Easy Gluten-Free Brownie Recipe – Fudgy and Wheat-Free
These gluten-free brownies are rich, fudgy, and made with almond meal for a perfectly moist texture. Easy to make and naturally wheat-free, they’re a perfect treat for any chocolate lover!
Prepare the baking pan by lining it with baking paper. Grease the pan with a little bit of butter so that the baking paper sticks to the pan.
Melt butter, chocolate and sugar in a double boiler or microwave for 30 seconds, a couple of times, until the ingredients have melted.
Cool the chocolate mixture for a couple of minutes before adding eggs.
Add vanilla extract and eggs and mix well to combine.
Add the dry ingredients such as almond flour and rice flour and mix well.

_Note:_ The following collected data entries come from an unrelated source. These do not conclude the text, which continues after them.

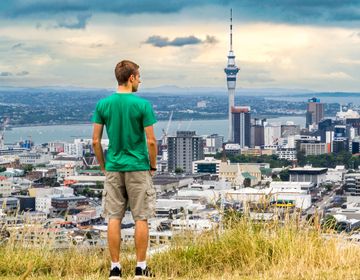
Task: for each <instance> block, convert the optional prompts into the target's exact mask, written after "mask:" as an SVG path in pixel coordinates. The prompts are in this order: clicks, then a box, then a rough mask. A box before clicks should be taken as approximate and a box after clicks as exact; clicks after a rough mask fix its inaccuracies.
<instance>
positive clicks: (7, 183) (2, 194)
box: [0, 180, 13, 208]
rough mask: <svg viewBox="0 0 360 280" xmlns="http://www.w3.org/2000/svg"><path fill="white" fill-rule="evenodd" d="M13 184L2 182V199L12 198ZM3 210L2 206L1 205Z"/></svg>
mask: <svg viewBox="0 0 360 280" xmlns="http://www.w3.org/2000/svg"><path fill="white" fill-rule="evenodd" d="M12 185H13V183H12V182H11V181H8V180H0V197H8V196H11V190H12ZM0 208H1V205H0Z"/></svg>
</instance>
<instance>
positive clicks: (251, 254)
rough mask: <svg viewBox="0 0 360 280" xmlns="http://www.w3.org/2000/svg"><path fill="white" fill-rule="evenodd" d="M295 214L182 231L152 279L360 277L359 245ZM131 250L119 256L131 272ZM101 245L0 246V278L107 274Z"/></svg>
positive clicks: (359, 250)
mask: <svg viewBox="0 0 360 280" xmlns="http://www.w3.org/2000/svg"><path fill="white" fill-rule="evenodd" d="M319 228H320V227H319V226H318V225H317V223H316V222H315V223H313V224H309V223H302V222H299V221H298V220H296V219H292V220H287V221H286V222H285V223H282V222H271V223H254V222H251V221H249V220H247V219H245V218H241V219H239V220H232V221H230V222H228V223H227V226H226V228H225V230H224V232H222V233H219V232H220V230H219V229H216V230H214V231H211V232H207V233H204V234H201V235H191V234H184V235H182V236H181V237H179V238H176V239H175V240H174V241H173V244H171V246H170V248H169V250H167V251H165V252H162V253H158V254H156V255H153V256H151V257H150V260H149V265H150V266H151V267H152V268H153V270H154V271H155V273H156V274H157V276H158V277H157V278H156V279H344V280H347V279H360V246H359V245H358V244H357V243H352V242H349V241H345V240H344V236H339V235H334V234H328V233H327V234H326V235H324V232H322V231H321V230H320V229H319ZM132 256H133V254H127V255H126V256H122V260H121V263H122V265H123V271H124V273H125V279H126V278H128V279H132V278H133V267H134V264H135V260H134V259H133V257H132ZM108 266H109V256H108V252H107V250H99V249H98V250H95V249H91V250H79V249H76V248H72V249H70V250H64V251H52V250H49V249H47V248H46V247H44V248H37V249H26V248H24V247H23V246H21V245H19V244H17V243H14V242H12V241H10V242H8V243H7V244H6V245H3V246H1V247H0V279H34V280H35V279H36V280H43V279H44V280H45V279H89V280H90V279H94V280H100V279H107V276H108Z"/></svg>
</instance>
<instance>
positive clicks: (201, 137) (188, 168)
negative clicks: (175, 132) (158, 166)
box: [168, 131, 204, 173]
mask: <svg viewBox="0 0 360 280" xmlns="http://www.w3.org/2000/svg"><path fill="white" fill-rule="evenodd" d="M203 158H204V147H203V139H202V137H200V136H196V134H195V131H177V132H176V136H169V137H168V170H169V171H170V172H174V171H175V170H176V168H181V169H182V170H183V171H185V172H188V173H191V172H192V162H193V161H196V160H201V159H203Z"/></svg>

Pour the brownie dough into the prepared baking pan
Bake for 20 minutes at 180'C (360'F).
Cool down completely before cutting the brownie.
Notes
Almond Meal vs. Almond Flour: For this recipe, it’s best to use almond meal. Almond meal gives the brownies a denser, moister texture compared to almond flour, which would make them lighter and fluffier.
Baking Time: For fudgier brownies, bake for slightly less time. If you prefer a cakier texture, increase the baking time by a few minutes.
Cooling: Let the brownies cool completely before cutting, or refrigerate them for 30 minutes for sharper edges.
Storage: Brownies will stay fresh in an airtight container in the fridge for up to 5 days or can be frozen for up to 3 months.